Western blot analysis was carried out as previously described.24 Analyses were undertaken using antibodies to p53 (DO‐1), acetylated histone‐H3 and ‐H4 (Merck, Darmstadt, Germany), caspase‐1, cleaved caspase‐1, Bim, BAX, Bcl‐2, Bcl‐xL, p21, IKBα, Iκ B kinase (IKK)α, IKKβ, IKKγ, and NLRP3 (Cell Signaling Technology), and β‐actin (Sigma, St. Louis, MO, USA).

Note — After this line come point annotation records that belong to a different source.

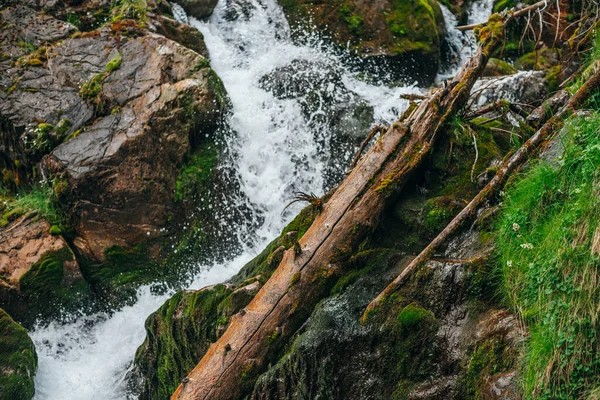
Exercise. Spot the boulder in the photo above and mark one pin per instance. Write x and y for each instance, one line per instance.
(328, 106)
(132, 106)
(18, 360)
(400, 39)
(39, 275)
(180, 332)
(527, 87)
(200, 9)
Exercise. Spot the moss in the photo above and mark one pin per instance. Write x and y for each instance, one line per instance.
(197, 174)
(117, 278)
(45, 291)
(113, 64)
(130, 9)
(490, 356)
(18, 360)
(62, 127)
(438, 212)
(265, 263)
(201, 64)
(361, 264)
(91, 89)
(55, 230)
(497, 67)
(11, 215)
(179, 334)
(414, 25)
(552, 79)
(413, 315)
(35, 62)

Transfection and siRNA experiments

Transfection was performed with a Neon Transfection System MPK5000S (Invitrogen, Carlsbad, CA, USA). The transfection programs for KOB and LMY1 (No. 24) were run in such a manner that cell viability and transfection efficiency would be compatible (data not shown). Twelve hours after transfection, cells were treated with or without HBI‐8000 and processed for experiments. Two different siRNAs were prepared against each target as follows: Bim, Silencer Select Validated siRNA s195011 (#1) and Silencer Select siRNA s195012 (#2); NLRP3, Silencer Select siRNA s41555 (#1), s41556 (#2). As a control siRNA, Silencer negative control #1 (Applied Biosystems, Foster City, CA) was used.

Statistical analysis

Student's t‐test with Welch's correction was used to calculate statistical significance. **P‐values < 0.01 and *P‐values < 0.05 were regarded as significant.

Results

HBI‐8000 inhibits cell viability in ATL‐derived cell lines

To investigate the activity of HBI‐8000 in ATL cells, two model systems were used, both based on cells derived from ATL patients. First, the activity of HBI‐8000 was evaluated using seven ATL cell lines and the non‐ATL T‐cell line Jurkat, which is known as a good responder against HDACi.8 All cell lines tested showed decreased cell viability after 72 h of HBI‐8000 treatment (Fig. 1a). ST1 was relatively unresponsive and showed only modest inhibition. The IC50 values of ATL cells showing a response ranged from 0.7 to 1.7 μM (mean, 1.16 μM). These results indicated that sensitivities of ATL cell lines to HBI‐8000 are not inferior compared to Jurkat cells. HTLV‐1 infection, IL2‐dependence, or p53 status did not have an effect on the response to HBI‐8000.

Figure 1

Apoptosis in adult T‐cell leukemia/lymphoma (ATL)‐derived cell lines induced by HBI‐8000. (a) ATL‐derived cell lines and Jurkat cells (2–5 × 105/mL) were treated with either the vehicle or indicated concentrations of HBI‐8000 for 72 h, then cell viability was evaluated using MTS assay. All experiments were carried out in triplicate and the results are expressed as the mean ± SD. (b–d) ATL‐derived cell lines and Jurkat cells (2–5 × 105/mL) were treated with either the vehicle or 4 μM HBI‐8000 for 48 h, and collected. (b) Annexin‐V/propidium iodide staining was carried out and the percentage of annexin‐V‐positive cells was evaluated. Experiments were carried out in triplicate and the results are expressed as the mean ± SD. (c) Cell cycle analysis. The percentage of cells in the sub‐G1, G1, S, and G2/M phase was evaluated. Increased numbers of cells in the G1 phase and those with G1 arrest were observed among KK1 and SO4 cells treated with HBI‐8000. (d) Evaluation of loss of mitochondrial membrane potential. Cells were incubated with JC‐1 dye and analyzed using FCM to determine the percentage with low JC‐1 red fluorescence. Except for KK1 cells, most of the cell lines showed decreased mitochondrial membrane potential (ΔψM). (e) Activated (cleaved) caspase‐3 was evaluated using an Apopcyto caspase‐3 colorimetric assay kit. Values for fold induction of signaling (HBI‐8000‐treated cells/non‐treated cells) are indicated.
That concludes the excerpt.